Just wait.

Any day now.

Kate Middleton may even have produced a spare heir by the time you read these words, but any moment now women of Britain will be hit with an avalanche of accompanying glossy magazine articles about how to "achieve" the perfect post-baby body.

Hopefully, if Kate shows off her second-born to the waiting masses she'll have the grace to cover that tummy. The last thing well-wishers want to see is evidence that only 24 hours before she was, in fact, nine months pregnant.

On her first public engagement after the birth of George, Nicolas Witchell felt compelled to pass comment on her post-baby appearance in his report, such was its news-worthiness.

Every week, we can read about how some soap star "snapped" their body back into shape in less time than it takes to register a birth.

Stars whose careers seem to depend on their appearance mark their return to the public eye after giving birth with interviews declaring "How I Got My Body Back" like that is their most significant achievement in the previous 12 months. Disguised as advice, these articles are nothing of the kind.

Here's the scoop. As many of you know, but are probably beginning to question, growing, and certainly birthing, a child can be brutal.

You don't just sprout a cute little bump for a few months. Your ligaments soften, your skeleton changes shape, your internal organs are squashed, your senses are altered.

It's a whole body event and that's before you even get near the delivery room.

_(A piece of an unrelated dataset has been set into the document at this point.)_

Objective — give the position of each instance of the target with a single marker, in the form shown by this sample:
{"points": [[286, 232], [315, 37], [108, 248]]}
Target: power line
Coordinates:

Yet, there has been a fetishising of pregnant women's bodies in recent years. With an explosion of so-called celebrities to focus on, and the trend away from the billowing smocks to more body-hugging styles, pregnancy has become a very public affair.

Interest in it seems to be matched only by the fascination in ensuring all physical traces of it are swiftly removed.

Pregnancy is a natural, wondrous miracle. But it is also a massive physical endurance test often marked with complications which range from the mundane to the serious.

To reach the end when finally, after all the waiting and worry, you can hold that bundle of joy in your arms, is a special, special time, but that time is stealthily being eroded by the march of the body fascists.

How has western civilisation reached this odd state whereby the chief cause of celebration, is not the miracle of life, but ability to squeeze back into a certain pair of jeans afterwards.

Let's give new mums a break and quit the trim tummy chat.